Intervention de Marietta Karamanli

Réunion du jeudi 24 octobre 2019 à 14h30
Commission des lois constitutionnelles, de la législation et de l'administration générale de la république

Photo issue du site de l'Assemblée nationale ou de WikipediaMarietta Karamanli :

J'ai écouté avec beaucoup d'attention, monsieur le ministre, votre présentation de la mission « Immigration, asile et intégration ». Au groupe Socialiste et apparentés, nous apprécions l'augmentation annoncée des crédits. Mais, à bien y regarder, cette augmentation recouvre des évolutions un peu contrastées. En effet, les crédits visant la garantie de l'exercice du droit d'asile et les crédits d'intervention augmentent de 12 % à peu près, tandis que les crédits consacrés à la lutte contre l'immigration irrégulière baissent de 10 %.

Dans ce premier cas, les crédits suivent donc l'augmentation du nombre de demandes d'asile ; ils avaient d'ailleurs augmenté de 13 % en 2019 par rapport à 2018. Sur l'ensemble de l'année 2018, l'OFPRA avait enregistré 123 000 demandes, soit 22 % de plus qu'en 2017. En 2019, il y a eu, au premier trimestre, 62 000 demandes, la tendance étant donc plus modérée. Cette décélération se confirme-t-elle ? Je note d'ailleurs une forte diminution des dépenses de soutien.

Ce soutien inclut-il aussi les dépenses des préfectures ? Une large part de la politique de régulation de l'immigration y est en effet mise en oeuvre. Qu'en est-il justement ? Cela n'est pas très clair dans les documents que nous avons eus à notre disposition. Ceux qui veulent accéder à un rendez-vous ont du mal à l'obtenir. Je note au passage qu'il est globalement très difficile d'accéder aux services régaliens de l'État.

Pouvez-vous nous expliquer la diminution des crédits de fonctionnement de l'action « Lutte contre l'immigration irrégulière » ?

En matière de garantie du droit d'asile, se pose aussi la question de l'hébergement des demandeurs : 1 500 places étaient prévues en CADA en 2018 et 1 000 places le sont en 2019, alors que 15 000 places avaient été créées entre 2015 et 2017. Le projet de loi de finances pour 2020 prévoit la mise à niveau de notre dispositif d'hébergement, mais aucune création supplémentaire de places en CAES, pas plus en HUDA qu'en CADA. N'y a-t-il pas contradiction entre l'affirmation de cette garantie et l'exercice effectif du droit ? La question se pose à la lecture de ce budget.

Je terminerai brièvement par le programme « Intégration et accès à la nationalité ». De façon claire, les crédits de paiement augmentent, passant de 408 à 437 millions.
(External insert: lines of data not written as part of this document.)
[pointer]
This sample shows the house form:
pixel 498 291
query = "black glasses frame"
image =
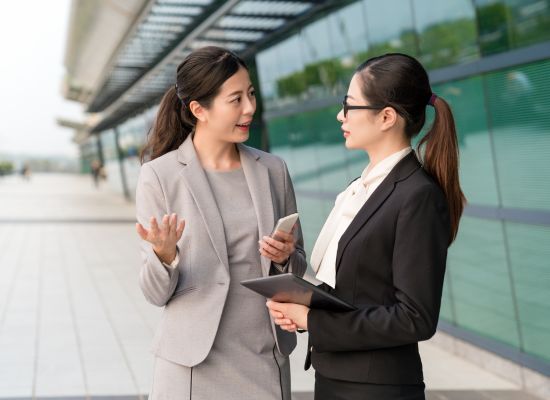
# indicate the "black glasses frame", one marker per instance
pixel 346 107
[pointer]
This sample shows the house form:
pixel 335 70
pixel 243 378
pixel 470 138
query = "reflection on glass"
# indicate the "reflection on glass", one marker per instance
pixel 509 24
pixel 390 28
pixel 446 32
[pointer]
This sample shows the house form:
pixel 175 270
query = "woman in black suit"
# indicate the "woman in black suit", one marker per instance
pixel 383 248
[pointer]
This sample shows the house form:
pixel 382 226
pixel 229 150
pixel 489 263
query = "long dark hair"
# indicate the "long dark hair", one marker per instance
pixel 199 77
pixel 399 81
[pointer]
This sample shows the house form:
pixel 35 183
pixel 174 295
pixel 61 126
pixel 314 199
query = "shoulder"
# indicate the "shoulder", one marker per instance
pixel 420 186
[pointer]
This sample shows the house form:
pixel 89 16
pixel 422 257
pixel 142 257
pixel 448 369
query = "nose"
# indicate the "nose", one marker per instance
pixel 249 106
pixel 340 116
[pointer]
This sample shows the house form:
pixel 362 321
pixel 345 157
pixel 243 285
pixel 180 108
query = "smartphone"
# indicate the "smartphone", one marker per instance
pixel 285 224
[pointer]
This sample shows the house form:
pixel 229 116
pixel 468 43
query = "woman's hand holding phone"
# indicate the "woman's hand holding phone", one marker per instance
pixel 163 238
pixel 281 244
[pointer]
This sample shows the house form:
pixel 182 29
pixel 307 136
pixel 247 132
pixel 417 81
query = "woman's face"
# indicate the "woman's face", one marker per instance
pixel 361 128
pixel 229 116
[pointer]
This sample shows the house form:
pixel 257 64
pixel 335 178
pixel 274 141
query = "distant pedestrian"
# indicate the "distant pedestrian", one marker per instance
pixel 96 171
pixel 26 172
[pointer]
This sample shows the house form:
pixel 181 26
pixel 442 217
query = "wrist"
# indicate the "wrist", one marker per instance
pixel 165 257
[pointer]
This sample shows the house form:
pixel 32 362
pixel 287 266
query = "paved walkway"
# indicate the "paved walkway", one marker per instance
pixel 74 324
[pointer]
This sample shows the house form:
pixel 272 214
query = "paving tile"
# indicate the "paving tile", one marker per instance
pixel 74 323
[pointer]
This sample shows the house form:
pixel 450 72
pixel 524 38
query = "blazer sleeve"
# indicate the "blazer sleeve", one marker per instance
pixel 296 263
pixel 157 281
pixel 418 267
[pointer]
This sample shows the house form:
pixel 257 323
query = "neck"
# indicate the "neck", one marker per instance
pixel 215 154
pixel 383 150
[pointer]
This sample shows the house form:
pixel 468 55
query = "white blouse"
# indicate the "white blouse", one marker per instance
pixel 347 205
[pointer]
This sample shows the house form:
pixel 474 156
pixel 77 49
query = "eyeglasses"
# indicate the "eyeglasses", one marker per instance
pixel 347 107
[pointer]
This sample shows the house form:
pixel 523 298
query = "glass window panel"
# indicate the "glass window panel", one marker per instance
pixel 447 32
pixel 480 281
pixel 316 42
pixel 348 30
pixel 390 28
pixel 529 255
pixel 531 21
pixel 518 107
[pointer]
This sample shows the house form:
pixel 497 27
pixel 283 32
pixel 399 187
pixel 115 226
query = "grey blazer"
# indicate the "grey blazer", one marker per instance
pixel 194 293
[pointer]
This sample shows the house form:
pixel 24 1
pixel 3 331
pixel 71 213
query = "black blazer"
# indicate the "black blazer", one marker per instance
pixel 390 263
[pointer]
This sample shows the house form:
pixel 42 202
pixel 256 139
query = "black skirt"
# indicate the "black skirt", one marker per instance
pixel 332 389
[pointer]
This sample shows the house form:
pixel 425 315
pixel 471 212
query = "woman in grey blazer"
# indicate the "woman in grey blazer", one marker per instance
pixel 206 204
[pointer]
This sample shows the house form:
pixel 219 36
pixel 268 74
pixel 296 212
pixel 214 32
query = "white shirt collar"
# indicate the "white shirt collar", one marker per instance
pixel 384 167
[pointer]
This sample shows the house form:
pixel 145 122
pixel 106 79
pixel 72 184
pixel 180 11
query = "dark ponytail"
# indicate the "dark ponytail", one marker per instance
pixel 199 77
pixel 399 81
pixel 441 159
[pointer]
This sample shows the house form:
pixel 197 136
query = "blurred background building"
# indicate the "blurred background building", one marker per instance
pixel 488 58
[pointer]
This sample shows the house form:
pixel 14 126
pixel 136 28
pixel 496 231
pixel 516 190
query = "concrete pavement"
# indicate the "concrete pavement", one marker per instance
pixel 73 321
Pour l'essentiel, l'augmentation vise l'accompagnement des étrangers en situation régulière et des réfugiés. Si on peut se féliciter, bien sûr, de cette hausse des crédits, on doit néanmoins considérer qu'elle suit l'augmentation du nombre des situations et des demandes d'asile, sans qu'on sache si elle traduit une anticipation réaliste et raisonnable des besoins.

Finalement, les crédits de ces deux missions sont donc facialement en augmentation, mais je m'interroge sur le niveau nécessaire par rapport aux besoins constatés. Il faut, d'une part, donner à la sécurité les moyens dont elle a objectivement besoin, tout en anticipant raisonnablement et correctement les besoins d'accueil et d'accompagnement des migrants devant faire l'objet d'une protection humanitaire.

Je souhaite dire, au nom de mon groupe, que la police, au sens large, est une institution composée de personnes à qui il faut redonner du sens et des moyens. Je souhaite également dire que miser et investir sur un accueil digne des migrants n'est ni un luxe ni un danger, mais bien un investissement de la collectivité en faveur de son ordre, de sa cohérence, mais aussi de sa solidarité.

Les crédits de ces deux missions auraient pu – et auraient dû – traduire une ambition autre qu'une simple ambition gestionnaire. Nous saluons bien sûr les augmentations, mais elles ne sont pas au niveau de la crise actuelle.